Partiamo dal concetto di tempo, oggetto di questo articolo.

Noi italiani (e non solo) siamo soliti dire “il futuro che abbiamo davanti a noi”, “il passato è alle spalle.” Troviamo questo modo di dire in tante forme differenti: “hai tutta la vita davanti…”, “lasciamoci tutto alle spalle e andiamo avanti…”

Lo spazio temporale sembra ovvio, si prosegue in linea continua dal passato verso il futuro, noi siamo i protagonisti, vediamo il mondo in relazione a noi stessi, siamo al centro di una rete che potremmo definire egocentrica.

Questo ci porta a pensare che il futuro sia un posto che stiamo raggiungendo, senza considerare che il futuro non esiste, o meglio che non ne esiste uno solo perchè in base a quello che facciamo nel presente potremmo ottenere tantissimi diversi futuri. Tanti futuri possibili tra cui troviamo il nostro preferito, o quello più probabile o meno probabile, etc etc.

Il nostro modo di parlare del futuro ci condiziona nel percepirlo.

In molte altre lingue e culture passato e futuro invertono i ruoli; il futuro è per noi ignoto, non possiamo vederlo e dunque si trova alle nostre spalle. Ciò che possiamo vedere e valutare è invece il passato, ed è per questo che in molte culture il passato si trova davanti a noi.

Questa semplice differenza linguistica suggerisce che molti popoli studiano moltissimo il passato per creare il futuro, consapevoli che a nessuno è concesso vederlo o prevederlo (giusto per tornare a un’altra locuzione molto comune a noi italiani).

Esistono poi alcune tribù in Australia che non utilizzano termini comuni in tutto il resto del mondo come destra e sinistra.  Tutto per loro è esprimibile in: nord, sud, est e ovest.

Quando dico tutto, intendo proprio tutto.
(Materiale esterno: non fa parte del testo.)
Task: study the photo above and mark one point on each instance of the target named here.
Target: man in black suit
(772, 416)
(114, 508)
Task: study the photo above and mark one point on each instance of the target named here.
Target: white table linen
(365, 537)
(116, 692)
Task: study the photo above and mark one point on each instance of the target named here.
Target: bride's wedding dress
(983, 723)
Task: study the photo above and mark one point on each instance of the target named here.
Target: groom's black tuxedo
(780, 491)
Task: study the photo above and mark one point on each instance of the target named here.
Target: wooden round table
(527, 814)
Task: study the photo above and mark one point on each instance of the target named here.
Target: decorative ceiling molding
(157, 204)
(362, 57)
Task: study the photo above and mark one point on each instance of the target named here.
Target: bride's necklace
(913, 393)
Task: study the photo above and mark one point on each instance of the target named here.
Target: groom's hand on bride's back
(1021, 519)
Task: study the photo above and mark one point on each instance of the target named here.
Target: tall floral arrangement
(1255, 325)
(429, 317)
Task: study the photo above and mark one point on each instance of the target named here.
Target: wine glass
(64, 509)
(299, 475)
Potreste sentire qualcosa del tipo: “Oh, hai una zanzara sulla gamba a sud ovest”. Oppure: “Sposta la tazza un po’ più a nord-nord est”. Di fatto, il modo in cui si dice “Ciao” per loro è: “Da che parte stai andando?” E la risposta è: “In lontananza verso nord-nord est. E tu?” 

Lo stesso numero di volte che noi diciamo buongiorno loro rispondono raccontando a qualcuno dove stanno andando. Tutti in quelle tribù hanno bene in mente il posto dove stanno andando perchè è insito nel loro modo di parlare. Questo li aiuta a orientarsi bene sia nello spazio che nel tempo.
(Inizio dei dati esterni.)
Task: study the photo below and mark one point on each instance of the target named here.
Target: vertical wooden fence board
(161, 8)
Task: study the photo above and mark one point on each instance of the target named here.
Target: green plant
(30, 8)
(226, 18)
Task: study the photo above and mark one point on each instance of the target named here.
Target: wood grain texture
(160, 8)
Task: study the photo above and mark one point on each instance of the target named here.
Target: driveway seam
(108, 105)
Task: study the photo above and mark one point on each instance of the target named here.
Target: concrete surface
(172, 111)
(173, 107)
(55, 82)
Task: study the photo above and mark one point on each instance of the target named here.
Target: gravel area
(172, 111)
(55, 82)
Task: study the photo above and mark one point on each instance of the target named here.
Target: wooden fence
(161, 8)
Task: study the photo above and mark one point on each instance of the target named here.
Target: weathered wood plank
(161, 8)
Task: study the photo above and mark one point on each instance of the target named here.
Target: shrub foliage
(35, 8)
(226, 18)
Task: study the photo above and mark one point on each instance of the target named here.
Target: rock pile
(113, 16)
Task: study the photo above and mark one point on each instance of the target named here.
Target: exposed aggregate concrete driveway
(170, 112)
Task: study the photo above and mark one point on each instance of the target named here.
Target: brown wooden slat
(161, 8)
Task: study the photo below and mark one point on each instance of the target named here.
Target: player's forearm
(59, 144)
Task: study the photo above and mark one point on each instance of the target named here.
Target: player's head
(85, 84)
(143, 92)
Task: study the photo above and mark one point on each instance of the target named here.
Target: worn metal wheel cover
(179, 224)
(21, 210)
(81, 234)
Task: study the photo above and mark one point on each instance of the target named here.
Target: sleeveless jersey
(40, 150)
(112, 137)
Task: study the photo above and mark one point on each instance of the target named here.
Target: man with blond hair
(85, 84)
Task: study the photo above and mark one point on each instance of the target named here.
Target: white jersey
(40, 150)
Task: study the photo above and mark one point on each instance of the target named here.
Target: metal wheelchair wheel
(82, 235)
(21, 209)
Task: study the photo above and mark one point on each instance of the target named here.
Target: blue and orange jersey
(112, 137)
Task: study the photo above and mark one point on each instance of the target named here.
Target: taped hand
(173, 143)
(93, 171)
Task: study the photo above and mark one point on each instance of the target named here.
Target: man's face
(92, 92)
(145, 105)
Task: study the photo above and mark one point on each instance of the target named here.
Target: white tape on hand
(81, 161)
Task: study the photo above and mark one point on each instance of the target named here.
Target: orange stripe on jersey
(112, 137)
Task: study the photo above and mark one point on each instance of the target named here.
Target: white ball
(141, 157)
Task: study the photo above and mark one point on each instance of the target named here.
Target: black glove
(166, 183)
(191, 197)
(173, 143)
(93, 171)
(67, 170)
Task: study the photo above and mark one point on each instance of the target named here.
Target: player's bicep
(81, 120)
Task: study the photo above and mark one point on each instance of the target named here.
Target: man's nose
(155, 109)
Se vi chiedessi di mettere in ordine delle foto dalla più recente alla meno recente non avreste dubbi sul come farlo, non da sopra a sotto o in diagonale, ma da sinistra a destra, è così che immaginiamo il tempo. Ma se fate vedere quello schema a un arabo lui la leggerà al contrario. E se lo facessimo in queste tribù di cui vi parlavo?

Succede una cosa molto interessante, a seconda di dove sono cambia il verso del tempo, perchè per loro il tempo è nel mondo che li circonda e non è quindi determinato dal corpo. Come vi dicevo, noi abbiamo una visione di futuro molto egocentrica, pensiamo che il tempo si sposti a seconda di dove siamo noi.

Guardate questa immagine.

Alcune lingue si distinguono anche per come raccontano o descrivono eventi di questo tipo. In italiano o inglese diremmo: “Quel signore ha rotto il vaso”. In una lingua come lo spagnolo, è molto più probabile sentire: “Il vaso è stato rotto”, o: “Il vaso si è rotto”. Questo perchè è stato un imprevisto, non lo ha fatto di proposito. In italiano noi diciamo mi sono rotto la gamba, in molte lingue, non si potrebbe usare mai questo costrutto, a meno che non siamo completamente pazzi e abbiamo deciso di romperci il braccio di proposito con esito positivo.

Ricordare le cose in maniera diversa ha effetti evidenti sull’immaginare il futuro.

Sapevate che in alcune regioni del sud Italia, nei dialetti non esiste il futuro come tempo? Utilizzano il presente come tempo verbale e poi aggiungono domani o qualcosa che ne faccia percepire il momento.

L’obiettivo di questo articolo non è quello di farci apprezzare delle differenze linguistiche, ma farci comprendere che esistono moltissimi modi di osservare il futuro e il passato e mentre in molti provano a trovare risposte sul futuro che ci attende, credo che le domande siano molto più importanti: perchè penso in questo modo? Potrei immaginare il futuro in maniera diversa? Cosa posso fare per realizzare il futuro che ho immaginato?